Ook van deze auteur zijn/is:
294 - Anno Toen (4)
Weer even terug naar onze woning in de Jasonstraat 16/1 in de dertiger jaren. Gaat u mee en kunt U het bijbenen? Ik wacht wel even, hoor.
Er waren toen ook best praktische dingen. Kijk maar eens n de hoek van de zijkamer voor aan de straat die elektrameter. Daar zit ook een spaarpotgleuf in en dat was eigenlijk best praktisch. Stroom werd kennelijk geleverd tegen vooruitbetaling. Was je tegoed op dan ging gewoon het licht uit. Een zilveren gulden in de meter en ploep, het licht brandde weer. Tja, zo voorkwamen ze oplopende rekeningen.
Mijn oma (ja, inderdaad, die uit de Bernard Kochstraat, zo herken je trouwe lezers) had ook een dergelijke gasmeter. Daar moest een penning in die je kon kopen. Ik meen voor ongeveer een dubbeltje. Die penning was een nikkelen munt met een klein halfrond stukje eruit aan de rand. Als je nu geen penning had (en geen geld om er een te kopen) dan kon je er ook een “plak” ingooien. Een geldstuk van 2 ½ cent. Wel even er een klein stukje uit vijlen. Dit laatste was geen extra service van het Gemeentelijk Gasbedrijf maar een vondst van “handige jongens”.
Die muntmeter werd regelmatig geleegd en als je dan maar bij de meterlichter de plak kon vervangen door een legitieme gaspenning zat je weer goed. Een vorm van afbetaling avant la lettre en zo niet officieel toegestaan wel in de praktijk geaccepteerd.
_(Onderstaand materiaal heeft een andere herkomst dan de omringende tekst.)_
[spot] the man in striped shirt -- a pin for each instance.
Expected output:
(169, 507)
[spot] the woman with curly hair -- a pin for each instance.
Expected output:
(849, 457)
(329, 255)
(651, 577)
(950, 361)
De bovenhuizen openden de buitendeur als er gebeld werd door middel van een dranger. Een handel waarmee je de deur niet alleen kom openen maar ook kon sluiten. Dat was praktischer dan het trektouw en wat bovendien ook handiger dan de elektrische opener die immers niet kan sluiten.
Dat sluiten was wel nodig want er kwamen veel venters aan de deur en (het was toen ècht crisistijd) veel figuren die de meest nutteloze artikelen te koop aanboden. Meestal voor luttele centen.
Wie er verder aan de deur kwamen?
Nou, meestal de bode van de verzekering, periodiek de kippenboer die ook eieren kon leveren waarschijnlijk van die dooie kippen. De bakker, de melkboer, messenslijper, een groenteboer die met paard en wagen kwam voor rijden, en ga zo maar door.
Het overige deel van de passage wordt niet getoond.